Para nosotros que somos un público con muy poca exposición a la ópera, la obra puede presentarse como un espectáculo más digerible. Los parlamentos se entienden, si bien la adaptación de Broderick es muy clásica en la extensión y contenido de las líneas, y lo que pasa en la trama es más fácil de entender y de seguir. Además está en español local, y como no hay que leer subtítulos, la atención puede centrarse con libertad en todo lo que ocurre en escena.

Otro de los puntos neurálgicos es el elenco, que nos es familiar porque tiene varias caras conocidas de la televisión colombiana. La interpretación empieza muy frágil, con la actuación francamente gomela de un capitán que narra las hazañas de Macbeth al rey, pero se fortalece con la actuación sólida de Diego León Hoyos (nuestro querido Serafín del programa de T.V. Tentaciones) en el papel del rey Duncan. Banquo y Macbeth son competentes: Banquo, interpretado por Felipe Botero, empieza la obra no muy bien, como si fuera un Comediante de La Noche, pero se reivindica luego y coge un dominio formidable del cuerpo y de la expresión de la cara cuando tras su muerte se vuelve una presencia espectral. Macbeth, encarnado por Christian Ballesteros, hace por su parte una interpretación creíble en los momentos más dramáticos: se esfuerza por sufrir como Macbeth; se muestra agotado y pesaroso tal como el personaje, y transmite emoción efectivamente, sobre todo en momentos de soliloquios. Mención de honor para su actuación en el momento de decir “extínguete, fugaz antorcha”.
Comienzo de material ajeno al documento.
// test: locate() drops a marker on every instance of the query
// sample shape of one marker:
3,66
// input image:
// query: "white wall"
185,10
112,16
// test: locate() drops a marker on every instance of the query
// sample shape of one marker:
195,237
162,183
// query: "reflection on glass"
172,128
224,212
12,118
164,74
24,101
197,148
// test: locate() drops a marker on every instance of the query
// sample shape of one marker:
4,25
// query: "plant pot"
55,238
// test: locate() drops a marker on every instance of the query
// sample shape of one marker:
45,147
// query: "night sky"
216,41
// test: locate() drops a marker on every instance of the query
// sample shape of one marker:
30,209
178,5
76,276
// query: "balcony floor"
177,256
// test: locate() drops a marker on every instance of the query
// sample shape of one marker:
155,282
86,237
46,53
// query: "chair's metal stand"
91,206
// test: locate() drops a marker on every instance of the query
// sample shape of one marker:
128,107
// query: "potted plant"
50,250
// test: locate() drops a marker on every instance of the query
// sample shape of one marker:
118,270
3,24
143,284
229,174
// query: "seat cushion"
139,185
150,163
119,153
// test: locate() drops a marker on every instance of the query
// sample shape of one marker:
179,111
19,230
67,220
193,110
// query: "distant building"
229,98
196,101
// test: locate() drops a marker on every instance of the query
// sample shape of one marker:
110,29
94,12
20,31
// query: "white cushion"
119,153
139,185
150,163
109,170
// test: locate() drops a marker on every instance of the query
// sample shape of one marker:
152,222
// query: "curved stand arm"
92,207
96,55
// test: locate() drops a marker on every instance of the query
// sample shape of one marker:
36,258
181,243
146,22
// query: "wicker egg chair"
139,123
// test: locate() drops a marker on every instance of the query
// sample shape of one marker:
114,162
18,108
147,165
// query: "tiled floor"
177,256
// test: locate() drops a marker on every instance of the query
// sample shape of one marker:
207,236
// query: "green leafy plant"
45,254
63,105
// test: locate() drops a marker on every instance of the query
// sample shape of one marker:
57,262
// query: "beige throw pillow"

Quien merece una mención aparte, pero por lo pobre de su actuación, es Marcela Benjumea en el papel de lady Macbeth. Es plana y exagerada, con una expresión corporal de espagueti. Es risible incluso cuando no debe (escuché a la audiencia reírse en momentos serios) porque parece que hablara como en una novela de la tarde. Casi que podría haber dicho: “¡Macbeth, no eres un hombre! ¡Eres un maldito lisiado!”. Y otro error garrafal: un portero chistorete flojísimo, que a diferencia de los personajes de Shakespeare no es gracioso por ingenio, sino por hablar enredado y decir bobadas, hace una aparición vergonzosa digna acaso de un montaje teatral colegial.

Y a pesar de estos errores, y de otro niño gomelo haciendo de hijo de Macduff, la obra se nota cuidadosa, avanza bien, emociona y convence.

¿Cuál ver?

Si no les convence la idea de ver cualquiera de estas dos obras en el teatro, lo más sensato es que no lo hagan. Hay muchas otras versiones de Macbeth que son muy buenas, como la de Los Simpsons, o como la de la película de 2015 con Michael Fassbender y Marion Cotillard. Si las dos llaman su atención, y tienen con qué pagar las boletas, bien puedan véanlas; cada una tiene sus pros y contras y está muy bien sacarle los diferentes jugos a cada una. Si sólo quieren o si sólo pueden ver una, la ópera es una experiencia especial porque nunca antes había sido montada en Colombia; porque aunque es más cara, ir a ópera es distinto y bien vale la pena hacerlo alguna vez y con Shakespeare; porque hay mucha emoción en el canto y en la música excepcional de la Sinfónica. La obra por su parte es una experiencia visual hecha con mucho cuidado que vale la pena ver con los propios ojos. La historia se entiende más y tiene sus choques de espadas emocionantes. Pero ante todo, si les pica la curiosidad, léanse la obra que está en la biblioteca pública más cercana o en PDF en internet. Realmente es muy buena. Y pueden usar esa pomposidad de los 400 años de Shakespeare y Cervantes como una buena excusa para hacerlo, si es que normalmente no lo harían.